Co-directors – Nadim Julien Samman & Anja Marina Henckel
Vernissage and inaugural exhibition of IMPORT Projects || Technicolour Yawn / Gähn
Artists
Steve Bishop (UK), Ed Fornieles (UK), James Howard (UK), Shana Moulton (US), Ryan Trecartin (US)
Special Screening of Ryan Trecartin’s
Roamie View – History Enhancement (Re’Search Wait’S) and The Re’Search (Re’Search Wait’S
Vernissage
18.00-22.00. May 25 (2012)
TECHNICOLOUR YAWN is a transatlantic take on networked self-exposure, consumer mysticism and indifference. It is also the inaugural exhibition of Import projects – a new non-profit project space in Charlottenburg.
TECHNICOLOUR YAWN sets the (multihued) tone for a group exhibition featuring some of the most exciting young artists working in the United States of America and United Kingdom today. The title links sensorial overload (associated with technologies of representation) to boredom. Beyond this well-known relationship it also highlights the themes of compulsion and distaste – as a ‘techinicolour yawn’ is a euphemistic expression for a forceful bout of projectile vomit.
An axis of excess, indifference and convulsive (self)exposure is an all-pervasive feature of our contemporary culture. In accordance with this ‘real’, the featured works invoke incessant pseudo communication and the theme of questionable revelation.
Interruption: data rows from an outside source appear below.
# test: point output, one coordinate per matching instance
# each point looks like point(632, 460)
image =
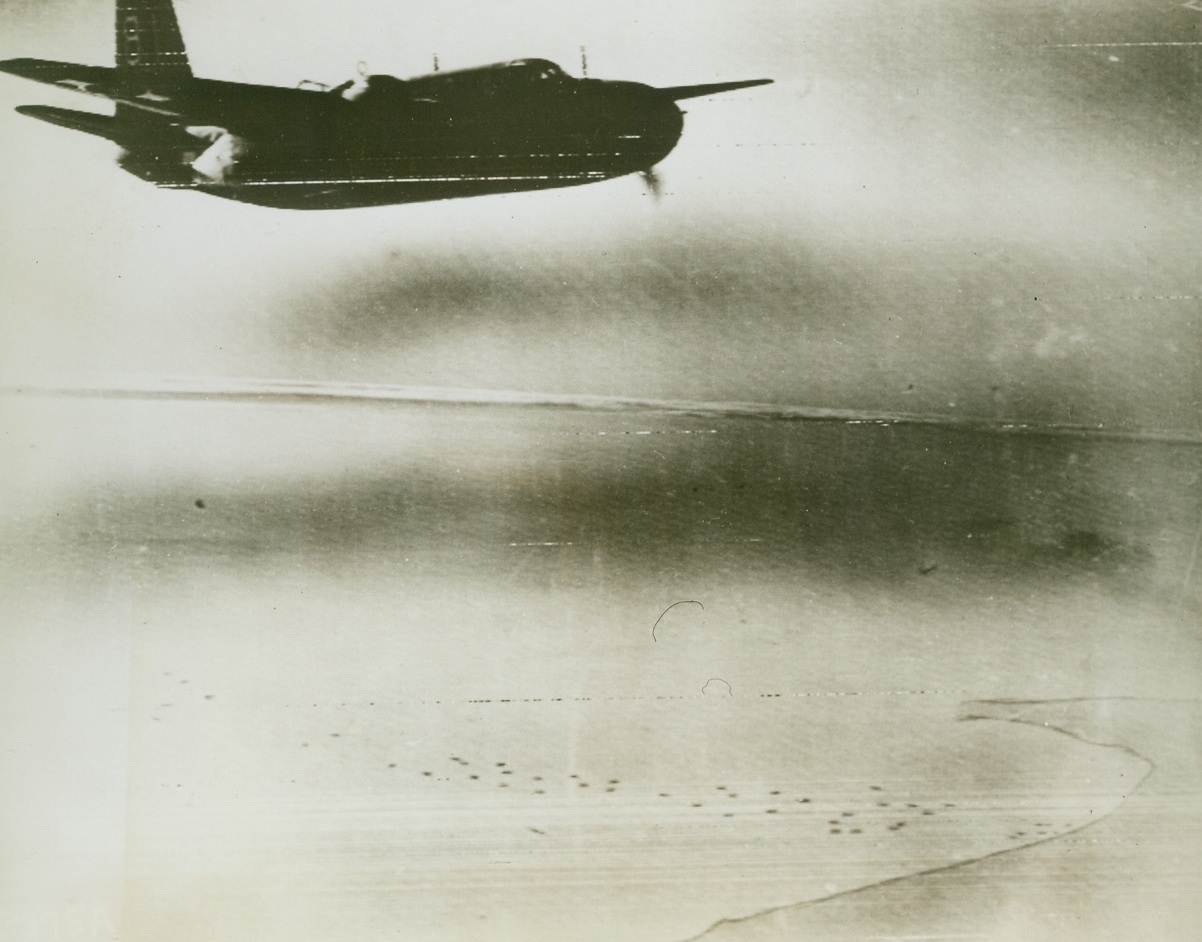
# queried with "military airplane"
point(373, 141)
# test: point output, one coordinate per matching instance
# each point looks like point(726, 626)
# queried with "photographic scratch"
point(682, 602)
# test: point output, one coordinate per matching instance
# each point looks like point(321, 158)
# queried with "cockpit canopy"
point(515, 73)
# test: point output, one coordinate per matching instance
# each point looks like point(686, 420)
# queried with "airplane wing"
point(93, 79)
point(194, 101)
point(694, 91)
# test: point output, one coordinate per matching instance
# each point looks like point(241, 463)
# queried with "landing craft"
point(374, 141)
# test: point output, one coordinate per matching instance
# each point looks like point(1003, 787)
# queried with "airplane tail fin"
point(149, 45)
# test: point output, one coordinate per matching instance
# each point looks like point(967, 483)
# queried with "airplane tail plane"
point(149, 46)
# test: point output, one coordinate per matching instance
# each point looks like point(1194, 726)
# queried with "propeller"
point(653, 183)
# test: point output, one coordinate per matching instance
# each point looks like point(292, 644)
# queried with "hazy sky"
point(938, 207)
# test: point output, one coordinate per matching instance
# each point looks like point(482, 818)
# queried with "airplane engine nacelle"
point(219, 161)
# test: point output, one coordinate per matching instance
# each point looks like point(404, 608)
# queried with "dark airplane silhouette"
point(519, 125)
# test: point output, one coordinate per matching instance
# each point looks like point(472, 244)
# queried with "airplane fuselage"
point(518, 125)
Within their various media, profusion of visual and aural noise is the surface rule and the possibility of an exclusive inner space or life is unsettled.
TECHNICOLOUR YAWN features an extensive series of newly commissioned banners by James Howard, and a new multimedia installation by Ed Fornieles alongside a Listerine sculpture by Steve Bishop and
films by Shana Moulton and Ryan Trecartin.